日本地球惑星科学連合2022年大会

講演情報

[J] ポスター発表

セッション記号 S (固体地球科学) » S-TT 計測技術・研究手法

[S-TT41] ハイパフォーマンスコンピューティングが拓く固体地球科学の未来

2022年5月30日(月) 11:00 〜 13:00 オンラインポスターZoom会場 (25) (Ch.25)

コンビーナ:堀 高峰(独立行政法人海洋研究開発機構・地震津波海域観測研究開発センター)、コンビーナ:八木 勇治(国立大学法人 筑波大学大学院 生命環境系)、汐見 勝彦(国立研究開発法人防災科学技術研究所)、座長:堀 高峰(国立研究開発法人海洋研究開発機構)

11:00 〜 13:00

[STT41-P01] Optimization of the integrated tsunami analysis code JAGURS for Earth Simulator 4

*今井 健太郎1馬場 俊孝2、今任 嘉幸1、上原 均1、加藤 季広3堀 高峰1 (1.国立研究開発法人 海洋研究開発機構、2.徳島大学、3.NEC)

キーワード:津波、スーパーコンピュータ、数値計算

Japan Agency for Marine-Earth Science and Technology (JAMSTEC) has been developing an integrated tsunami analysis code, JAGURS. JAGURS code has various higher-order analysis functions that can be used to analyze nonlinear long wave theory used for tsunami hazard mapping, considers dispersion effects (Baba et al, 2021), seawater compressibility and elastic deformation of the earth's crust due to seawater loading (Baba et al., 2017), and submarine landslide tsunamis (Baba et al., 2019).
JAMSTEC has also been actively introducing high-performance computing hardware, and in FY2020 launched Earth Simulator 4 (ES4), a multi-architecture supercomputer based on AMD CPUs combined with NEC's Vector Engine and NVIDIA's A100 GPU. ES4 has a vector arithmetic performance ratio of about 4.8 times that of Earth Simulator 3 (ES3) per single core, and a theoretical computing performance of 19.5 PFLOPS for the entire system.

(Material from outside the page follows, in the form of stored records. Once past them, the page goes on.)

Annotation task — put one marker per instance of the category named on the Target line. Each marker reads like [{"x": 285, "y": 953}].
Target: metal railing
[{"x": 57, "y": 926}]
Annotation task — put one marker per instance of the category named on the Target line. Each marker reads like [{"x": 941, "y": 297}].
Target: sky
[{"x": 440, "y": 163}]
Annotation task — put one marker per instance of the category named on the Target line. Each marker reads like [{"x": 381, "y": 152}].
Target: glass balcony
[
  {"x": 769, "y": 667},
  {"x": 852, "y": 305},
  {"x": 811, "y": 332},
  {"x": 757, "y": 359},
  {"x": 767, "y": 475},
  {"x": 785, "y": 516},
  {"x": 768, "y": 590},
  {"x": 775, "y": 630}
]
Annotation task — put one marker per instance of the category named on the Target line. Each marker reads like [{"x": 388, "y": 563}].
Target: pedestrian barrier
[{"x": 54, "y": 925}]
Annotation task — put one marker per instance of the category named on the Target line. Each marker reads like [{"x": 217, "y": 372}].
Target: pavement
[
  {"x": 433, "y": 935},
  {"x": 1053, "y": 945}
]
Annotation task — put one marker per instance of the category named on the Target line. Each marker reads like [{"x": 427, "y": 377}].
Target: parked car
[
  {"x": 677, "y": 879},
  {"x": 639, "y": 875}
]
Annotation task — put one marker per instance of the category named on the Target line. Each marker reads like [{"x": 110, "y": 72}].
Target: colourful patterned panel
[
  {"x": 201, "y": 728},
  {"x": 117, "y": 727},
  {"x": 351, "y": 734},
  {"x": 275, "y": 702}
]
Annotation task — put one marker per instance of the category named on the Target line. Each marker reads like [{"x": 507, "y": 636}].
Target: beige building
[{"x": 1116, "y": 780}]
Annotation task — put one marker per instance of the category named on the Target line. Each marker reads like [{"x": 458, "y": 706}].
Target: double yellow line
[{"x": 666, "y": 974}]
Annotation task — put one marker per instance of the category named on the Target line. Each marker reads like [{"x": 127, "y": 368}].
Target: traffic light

Various scientific and technological codes have been optimized and utilized for the ES series, including JAGURS.
JAGURS is still being optimized and tuned for ES4, and is being used to understand large earthquakes using high-precision numerical tsunami analysis (e.g., Kusumoto et al., 2021).
In this presentation, we report the effect of optimization tuning for ES4 of JAGURS and the performance evolution from ES3.
Nonlinear long wave theory (Case 1) and nonlinear dispersive wave theory (Case 2) were selected as model case to be optimized for JAGURS code. For these codes, basic performance information was collected in ES3, and these codes were transplanted to ES4 system, and computations were run under similar boundary conditions to confirm stable operation. As a result, the computational performance ratio compared to ES3 was over 2x in Case 1 and less than 2x in Case 2. In addition, we collected information on the computational load of each subroutine to find it with the highest load. The subroutines with high computational load were then optimized for ES4. This optimization resulted in the computing performance ratio of about 3x in Case 1, suggesting that ES4 is effective in improving computing performance. On the other hand, in Case 2, the performance ratio was remained less than 2x, suggesting that the memory transfer performance had a significant impact on the computing performance improvement.